2010 WL 33686534( S. D. FL August 23, 2010)
Party moving for sanctions must be able to show destroyed documents are crucial to its claim or defense.
If direct evidence of bad faith is unavailable, the moving party may establish bad faith through circumstantial evidence.
Sanctions (of default judgment or adverse jury instruction) were not justified without a showing of bad faith.
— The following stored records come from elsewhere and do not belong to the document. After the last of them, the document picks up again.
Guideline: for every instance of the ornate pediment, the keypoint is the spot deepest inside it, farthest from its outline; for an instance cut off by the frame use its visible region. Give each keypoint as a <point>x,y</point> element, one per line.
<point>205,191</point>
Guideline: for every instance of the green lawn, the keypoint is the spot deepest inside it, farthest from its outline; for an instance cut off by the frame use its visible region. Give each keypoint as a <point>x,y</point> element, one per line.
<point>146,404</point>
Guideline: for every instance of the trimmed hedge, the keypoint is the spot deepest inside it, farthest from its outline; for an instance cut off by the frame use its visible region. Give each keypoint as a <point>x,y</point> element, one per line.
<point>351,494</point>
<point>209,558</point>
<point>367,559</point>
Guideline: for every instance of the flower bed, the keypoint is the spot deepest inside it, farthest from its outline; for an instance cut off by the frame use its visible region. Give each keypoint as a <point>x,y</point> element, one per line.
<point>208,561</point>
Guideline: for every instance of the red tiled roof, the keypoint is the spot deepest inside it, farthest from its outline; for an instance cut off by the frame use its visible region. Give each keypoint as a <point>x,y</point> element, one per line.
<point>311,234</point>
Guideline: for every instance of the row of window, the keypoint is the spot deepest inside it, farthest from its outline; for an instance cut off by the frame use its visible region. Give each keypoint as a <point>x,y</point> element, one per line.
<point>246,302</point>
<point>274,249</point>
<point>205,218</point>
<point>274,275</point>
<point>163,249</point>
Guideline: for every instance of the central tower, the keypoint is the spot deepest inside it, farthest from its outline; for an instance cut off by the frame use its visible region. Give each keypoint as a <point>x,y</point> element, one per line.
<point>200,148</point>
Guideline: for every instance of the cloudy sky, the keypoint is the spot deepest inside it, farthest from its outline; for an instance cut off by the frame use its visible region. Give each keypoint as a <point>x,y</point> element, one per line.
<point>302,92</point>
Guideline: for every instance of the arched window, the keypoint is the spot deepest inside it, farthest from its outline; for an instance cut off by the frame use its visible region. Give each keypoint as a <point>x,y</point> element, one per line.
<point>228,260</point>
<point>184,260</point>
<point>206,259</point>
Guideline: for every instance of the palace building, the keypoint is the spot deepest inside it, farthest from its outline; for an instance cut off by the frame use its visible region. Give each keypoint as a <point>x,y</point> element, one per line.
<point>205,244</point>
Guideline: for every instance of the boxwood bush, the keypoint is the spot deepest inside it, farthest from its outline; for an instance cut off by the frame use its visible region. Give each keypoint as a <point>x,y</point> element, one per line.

Parties were in a contract dispute (primarily concerned with software licensing fees) that ended up in litigation. During discovery parties had a least eight informal conferences on electronic discovery. At some point the Plaintiffs alleged that Defendant had failed to implement a litigation hold until well after the case had been filed and after the destruction of documents including relevant emails that were the subject of several court orders. The Plaintiffs moved for sanctions including default judgment and the imposition of attorney fees. Defendants argued that the destroyed emails were not within the scope of the anticipated claims of software licensing issues and that it only destroyed the documents that were 13 months old in accordance with its document retention plan. The Court identified the date when the Defendants should have been aware of the subject matter of all Plaintiffs claims and noted that the Defendants did not initiate a litigation hold until four months later.
In its analysis the Court noted that the Plaintiff (movant) was required to show that the spoliated evidence was crucial to its claim or defense. The Court determined that in this case the Plaintiff did not show that the destroyed emails were crucial because the Plaintiff would be able to prove their case through additional already obtained evidence. The Court went on to find show that sanctions were not justified because Plaintiffs failed to show that Defendants acted in bad faith.
Managed Health Care082310.pdf
Victor Stanley, Inc. v. Creative Pipe Inc.
2010 WL 350097 (D. MD September 9, 2010)
Party could be subject to imprisonment for egregious destruction of electronic discovery materials.
Egregious conduct in discovery resulted in default judgment.
The court recorded eight incidents of intentional destruction of evidence on the part of the Defendants. The Court, on a number of occasions, referred to the Defendants culpable state of mind. After noting that he had never seen or read of a case where the conduct was so egregious, the court noted that he had two sources of authority for imposing sanctions--inherent authority and Fed Rules of Civ P. Rule 37 The Court ultimately entered a default judgment for Plaintiffs on their Count I (main count) and also ruled that Defendant CEO would be subject to imprisonment if he failed to pay Plaintiff's attorney fees.
The Court also provided a chart by Circuit of sanctions for spoliation of evidence.